Professor Julia Corbett received the Honorable Mention for the Manfred Award in Creative Writing at the annual conference of the Western Literature Association on Sept. 23, 2016, in Big Sky, Montana. The award was for the essay “Out of the Woods,” which is a chapter in her book A Regular Day for the Moon: Culture and Everyday Nature, which is currently under review.

julia corbettThe chapter braids her father's collapse from a stroke in his beloved woods with the cultural histories of what the phrase "out of the woods" means.  Though for Corbett and her father woods have been a place of solace and sanctuary, the phrase conveys that woods are full of danger and difficulties, a place one must leave to be safe and secure.

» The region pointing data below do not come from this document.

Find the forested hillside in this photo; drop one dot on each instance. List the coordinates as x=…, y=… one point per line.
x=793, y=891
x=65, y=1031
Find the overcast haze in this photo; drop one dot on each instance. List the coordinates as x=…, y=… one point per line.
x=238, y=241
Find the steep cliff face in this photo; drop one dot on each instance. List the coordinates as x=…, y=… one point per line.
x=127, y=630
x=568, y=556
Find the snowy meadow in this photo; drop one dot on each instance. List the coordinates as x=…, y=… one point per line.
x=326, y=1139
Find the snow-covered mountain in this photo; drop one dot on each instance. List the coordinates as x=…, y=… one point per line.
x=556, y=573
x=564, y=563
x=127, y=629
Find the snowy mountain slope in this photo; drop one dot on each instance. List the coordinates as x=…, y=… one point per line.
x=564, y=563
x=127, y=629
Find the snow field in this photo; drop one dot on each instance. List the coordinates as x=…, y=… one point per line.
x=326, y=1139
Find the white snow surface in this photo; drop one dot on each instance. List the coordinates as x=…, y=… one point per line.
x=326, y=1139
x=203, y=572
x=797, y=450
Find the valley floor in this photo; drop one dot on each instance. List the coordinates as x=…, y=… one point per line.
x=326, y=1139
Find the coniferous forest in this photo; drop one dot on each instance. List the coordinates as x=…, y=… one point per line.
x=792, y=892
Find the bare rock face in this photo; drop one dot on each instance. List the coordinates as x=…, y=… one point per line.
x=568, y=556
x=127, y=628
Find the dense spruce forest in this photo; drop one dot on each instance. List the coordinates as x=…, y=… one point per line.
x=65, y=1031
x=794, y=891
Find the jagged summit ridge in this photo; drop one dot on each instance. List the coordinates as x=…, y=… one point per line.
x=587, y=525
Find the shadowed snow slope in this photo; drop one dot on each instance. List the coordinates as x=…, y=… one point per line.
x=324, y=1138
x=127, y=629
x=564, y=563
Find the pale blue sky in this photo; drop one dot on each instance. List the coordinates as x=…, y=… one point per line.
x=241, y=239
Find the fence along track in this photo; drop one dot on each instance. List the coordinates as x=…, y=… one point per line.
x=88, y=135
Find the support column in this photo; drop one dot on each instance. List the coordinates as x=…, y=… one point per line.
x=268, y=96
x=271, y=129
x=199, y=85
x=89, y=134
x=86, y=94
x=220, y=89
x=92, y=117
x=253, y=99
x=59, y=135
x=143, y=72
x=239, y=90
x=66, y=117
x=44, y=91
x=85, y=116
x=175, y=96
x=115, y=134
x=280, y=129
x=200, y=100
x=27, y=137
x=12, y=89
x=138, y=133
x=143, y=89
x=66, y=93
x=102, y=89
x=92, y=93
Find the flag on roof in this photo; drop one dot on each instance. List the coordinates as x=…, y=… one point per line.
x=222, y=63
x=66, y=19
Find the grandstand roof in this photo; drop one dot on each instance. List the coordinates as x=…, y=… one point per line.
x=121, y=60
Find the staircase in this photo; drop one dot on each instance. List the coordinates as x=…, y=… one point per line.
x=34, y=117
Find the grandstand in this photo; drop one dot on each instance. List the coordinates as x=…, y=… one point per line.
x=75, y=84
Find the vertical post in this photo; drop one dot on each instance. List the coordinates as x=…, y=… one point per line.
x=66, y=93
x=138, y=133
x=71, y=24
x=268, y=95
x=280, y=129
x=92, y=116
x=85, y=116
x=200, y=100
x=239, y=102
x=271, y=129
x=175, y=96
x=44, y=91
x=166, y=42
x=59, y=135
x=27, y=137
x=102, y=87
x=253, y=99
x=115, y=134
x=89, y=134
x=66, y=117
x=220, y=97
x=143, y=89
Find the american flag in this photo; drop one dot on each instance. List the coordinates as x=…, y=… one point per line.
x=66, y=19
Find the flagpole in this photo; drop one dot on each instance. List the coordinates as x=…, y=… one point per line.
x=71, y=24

Throughout cultural histories, woods have represented enchantment and the sublime but also danger, demons, and fears of our own mortality.   

The Frederick Manfred Award for Creative Writing was instituted in 2001 and named for a celebrated writer and longtime Western Literature Association member. The annual award goes to the writer of the best piece of creative writing, whether poetry, short story, memoir or other creative nonfiction, read by the writer at the fall conference.

Professor Corbett's scholarship investigates environmental communication from a macro-sociological view of social conflict and change, primarily now in the form of creative nonfiction essays about human relationships with the natural world, such as her newly recognized piece, "Out of the Woods."